The Open Access Citation Advantage: Quality Advantage Or Quality Bias?

Sun Jan 21 05:53:54 EST 2007

    Full version with figures and hyperlinks:
    http://openaccess.eprints.org/index.php?/archives/191-guid.html

    SUMMARY: Many studies have now reported the positive correlation
    between Open Access (OA) self-archiving and citation counts ("OA
    Advantage," OAA). But does this OAA occur because (QB) authors are
    more likely to self-selectively self-archive articles that are
    more likely to be cited (self-selection "Quality Bias": QB)? or
    because (QA) articles that are self-archived are more likely
    to be cited ("Quality Advantage": QA)? The probable answer is
    both. Three studies [by (i) Kurtz and co-workers in astrophysics,
    (ii) Moed in condensed matter physics, and (iii) Davis & Fromerth
    in mathematics] had reported the OAA to be due to QB [plus Early
    Advantage, EA, from self-archiving the preprint before publication,
    in (i) and (ii)] rather than QA. These three fields, however, (1)
    have less of a postprint access problem than most other fields and
    (i) and (ii) also happen to be among the minority of fields that (2)
    make heavy use of prepublication preprints. Chawki Hajjem has now
    analyzed preliminary evidence based on over 100,000 articles from
    multiple fields, comparing self-selected self-archiving with mandated
    self-archiving to estimate the contributions of QB and QA to the OAA.
    Both factors contribute, and the contribution of QA is greater.

This is a preview of some preliminary data (not yet refereed), collected
by my doctoral student at UQaM, Chawki Hajjem. 

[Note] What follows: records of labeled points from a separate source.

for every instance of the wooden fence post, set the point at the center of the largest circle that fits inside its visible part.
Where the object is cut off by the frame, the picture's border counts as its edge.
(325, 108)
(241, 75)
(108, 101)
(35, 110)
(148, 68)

This study was done in part by way of response to Henk Moed's replies
to my comments on Moed's (self-archived) preprint:

    http://www.ecs.soton.ac.uk/~harnad/Hypermail/Amsci/5901.html
    http://openaccess.eprints.org/index.php?/archives/168-guid.html

    Moed, H. F. (2006) The effect of 'Open Access' upon citation impact:
    An analysis of ArXiv's Condensed Matter Section
    http://arxiv.org/abs/cs.DL/0611060

Moed's study is about the "Open Access Advantage" (OAA) -- the higher
citation counts of self-archived articles -- observable across
disciplines as well as across years (red bars are the OAA):

    FIGURE 1. Open Access Citation Advantage By Discipline and By Year.
    Green bars are percentage of articles self-archived (%OA); red bars,
    percentage citation advantage (%OAA) for self-archived articles
    for 10 disciplines (upper chart) across 12 years (lower chart,
    1992-2003). Gray curve indicates total articles by discipline
    and year.  Source: Hajjem, C., Harnad, S. and Gingras, Y. (2005)
    Ten-Year Cross-Disciplinary Comparison of the Growth of Open Access
    and How it Increases Research Citation Impact. IEEE Data Engineering
    Bulletin 28(4) pp. 39-47.  
    http://openaccess.eprints.org/index.php?/archives/191-guid.html

The focus of the present discussion is the factors underlying the OAA.
There are at least five potential contributing factors, but only
three of them are under consideration here: (1) Early Advantage (EA),
(2) Quality Advantage (QA) and (3) Quality Bias (QB -- also called
"Self-Selection Bias").

Preprints that are self-archived before publication have an Early
Advantage (EA): they get read, used and cited earlier. This is
uncontested.

    Kurtz, Michael and Brody, Tim (2006) The impact loss to authors
    and research. In, Jacobs, Neil (ed.) Open Access: Key strategic,
    technical and economic aspects. Oxford, UK, Chandos Publishing.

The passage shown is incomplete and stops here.